Enfin, Xi n’a pas été nommé à vie ; il peut partir quand il veut mais aussi rester aussi longtemps qu’il le souhaite. Aujourd’hui, le consensus que Xi a imposé est que la Chine a besoin d’un homme fort pour une longue période à la tête du pays afin de mieux surmonter les tensions économiques et géostratégiques qui sont apparues sur la scène mondiale. A présent, Xi a 72 ans et semble en assez bonne santé. Il n’a pas promu de successeur ; il ne le fera que lorsqu’il aura décidé de passer la main. Sera-ce en 2027, 2032 ou plus tard, nul ne le sait. S’il meurt brutalement, le numéro un de transition sera sans doute Cai Qi, le numéro cinq du régime. Chef de la sécurité et de l’appareil du Parti, il a 69 ans. Mais sera-t-il le numéro un à plus long terme. Probablement pas.

FSPI : En matière de droits humains, la Chine est l’un des pays qui en conteste le plus l’universalité et souhaite suivre son propre chemin pour les développer, tout en tenant compte du contexte historique, de l’héritage culturel, des conditions de vie nationales et des besoins de son peuple. Ainsi conteste-t-elle par exemple avec virulence la condamnation, notamment de la part des pays occidentaux, des violations des droits de la minorité ouïgoure du Xinjiang et, donnant la priorité aux droits économiques, sociaux et culturels, se targue d’avoir extrait plusieurs millions de Chinois de l’extrême pauvreté. Dès lors que la Chine, 2ème puissance économique mondiale, a largement dépassé le stade du sous-développement, combien de temps encore pourra-t-elle conserver cette position ?

JPC : La position de la RPC sur les droits de l’homme n’a rien de nouveau : elle colle à celle qu’avait constamment promue l’Union soviétique. Elle ne conteste pas directement le principe de l’universalité des droits de l’homme. Ce principe est inscrit dans la charte de l’ONU et la « Déclaration universelle des droits de l’homme » de l’ONU de 1948 à laquelle Pékin dit souscrire. Mais comme hier Moscou, Pékin estime que les droits économiques et sociaux sont plus importants que les droits civils et politiques et que la lutte contre la pauvreté et le droit au développement l’emportent sur la liberté politique et la démocratie. C’est évidemment une manière de défendre la dictature du Parti et le manque de libertés politiques en Chine. L’autre argument sans cesse avancé par le PCC est que les droits politiques et la démocratie ne prennent toujours le même chemin et n’avancent pas toujours au même rythme, une autre tactique pour justifier le régime politique actuel en Chine. Cette idée a d’ailleurs été reprise et propagée depuis 2023 dans la troisième « initiative » diplomatique lancée par Xi, celle relative à la « civilisation globale » : dialogue, oui, confrontation idéologique, non. Rappelons que les camps de travail au Xinjiang où plusieurs centaines de milliers de Ouïgours ont été rééduqués sont présentés comme des centres de formation destinés à la fois à lutter contre le terrorisme et à améliorer les perspectives d’emploi de cette minorité ethnique ; mais la propagande chinoise se garde bien de nous dire si les intéressés y sont venus de leur plein gré et si leur liberté de mouvement, au cours de leur formation, était préservée. A l’évidence, ce n’était pas le cas. Enfin, on doit ajouter que la plupart des Chinois ignorent cette réalité, et s’ils la connaissent, estiment que c’est le prix à payer pour garantir la sécurité des Han, au Xinjiang et ailleurs. Ils adhèrent donc à une vision tronquée des droits de l’homme.

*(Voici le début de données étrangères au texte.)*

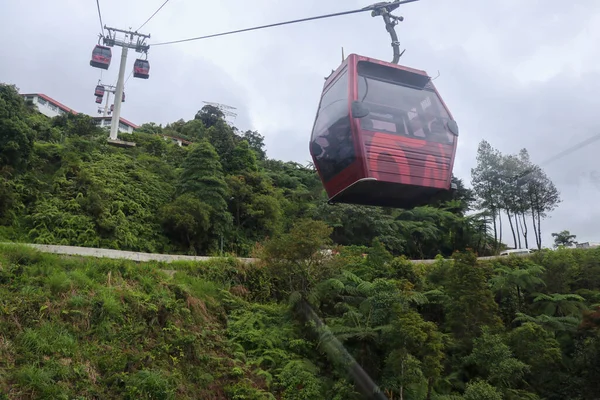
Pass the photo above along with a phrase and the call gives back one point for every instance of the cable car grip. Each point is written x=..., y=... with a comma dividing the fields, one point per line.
x=384, y=9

Concernant le statut de pays en développement de la Chine, c’est évidemment un point de plus en plus contesté vu le niveau de développement de son économie et du poids qu’elle occupe dans l’économie mondiale. La Chine a désormais une économie développée mais les responsables chinois vous diront que pour la RPC être un pays en développement est un « état d’esprit » plus qu’une réalité économique que l’on peut chiffrer à l’aide de statistiques. En fait, la Chine veut rester un pays en développement pour légitimer sa quête de leadership du Sud Global.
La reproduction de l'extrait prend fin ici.